A new tool developed by a team of Harvard researchers, could step up security and ensure enhanced performance for commonly used web and mobile applications.
Called RockSalt, the clever bit of code can verify that native computer programming languages comply with a particular security policy.
The use of native code, especially in an online environment, however, opens up the door to hackers who can exploit vulnerabilities and readily gain access to other parts of a computer or device. An initial solution to this problem was offered over a decade ago by computer scientists at the University of California, Berkeley, who developed software fault isolation (SFI), according to a Harvard statement.
SFI forces native code to “behave” by rewriting machine code to limit itself to functions that fall within particular parameters. This “sandbox process” sets up a contained environment for running native code. A separate “checker” programme can then ensure that the executable code adheres to regulations before running the program.
While considered a major breakthrough, the solution was limited to devices using RISC chips, a processor more common in research than in consumer computing.

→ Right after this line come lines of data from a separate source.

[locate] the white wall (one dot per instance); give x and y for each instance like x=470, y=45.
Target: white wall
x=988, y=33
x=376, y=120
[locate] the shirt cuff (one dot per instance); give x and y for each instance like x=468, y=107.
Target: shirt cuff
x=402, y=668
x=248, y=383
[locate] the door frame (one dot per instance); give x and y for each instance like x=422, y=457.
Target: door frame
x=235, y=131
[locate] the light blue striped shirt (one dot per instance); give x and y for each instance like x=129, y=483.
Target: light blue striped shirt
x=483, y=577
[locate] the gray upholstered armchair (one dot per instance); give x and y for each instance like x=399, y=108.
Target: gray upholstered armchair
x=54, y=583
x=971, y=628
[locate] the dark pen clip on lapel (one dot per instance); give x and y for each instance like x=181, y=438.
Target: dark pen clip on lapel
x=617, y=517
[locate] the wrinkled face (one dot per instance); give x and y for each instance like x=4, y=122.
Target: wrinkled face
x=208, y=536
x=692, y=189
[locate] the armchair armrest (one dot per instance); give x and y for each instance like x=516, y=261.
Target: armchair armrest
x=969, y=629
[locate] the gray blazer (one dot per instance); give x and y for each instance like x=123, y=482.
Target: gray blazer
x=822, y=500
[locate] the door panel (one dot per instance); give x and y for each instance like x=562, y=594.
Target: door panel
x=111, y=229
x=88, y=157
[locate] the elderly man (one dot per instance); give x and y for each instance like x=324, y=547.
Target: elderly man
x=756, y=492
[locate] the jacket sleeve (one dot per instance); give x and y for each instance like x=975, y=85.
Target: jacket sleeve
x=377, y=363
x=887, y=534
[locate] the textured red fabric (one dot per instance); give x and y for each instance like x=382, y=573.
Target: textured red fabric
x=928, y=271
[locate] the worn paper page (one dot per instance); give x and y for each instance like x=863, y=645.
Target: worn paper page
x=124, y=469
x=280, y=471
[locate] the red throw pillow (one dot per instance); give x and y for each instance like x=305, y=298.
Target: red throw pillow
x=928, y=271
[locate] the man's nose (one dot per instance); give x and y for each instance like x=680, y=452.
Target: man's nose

In 2006, Morrisett developed a way to implement SFI on the more popular CISC-based chips, like the Intel x86 processor. The technique was adopted widely. Google modified the routine for Google Chrome, eventually developing it into Google Native Client (or “NaCl”).
When bugs and vulnerabilities were found in the checker for NaCl, Google sent out a call to arms. Morrissett once again took on the challenge, turning the problem into an opportunity for his students. The result was RockSalt, an improvement over NaCl, built using Coq, a proof development system.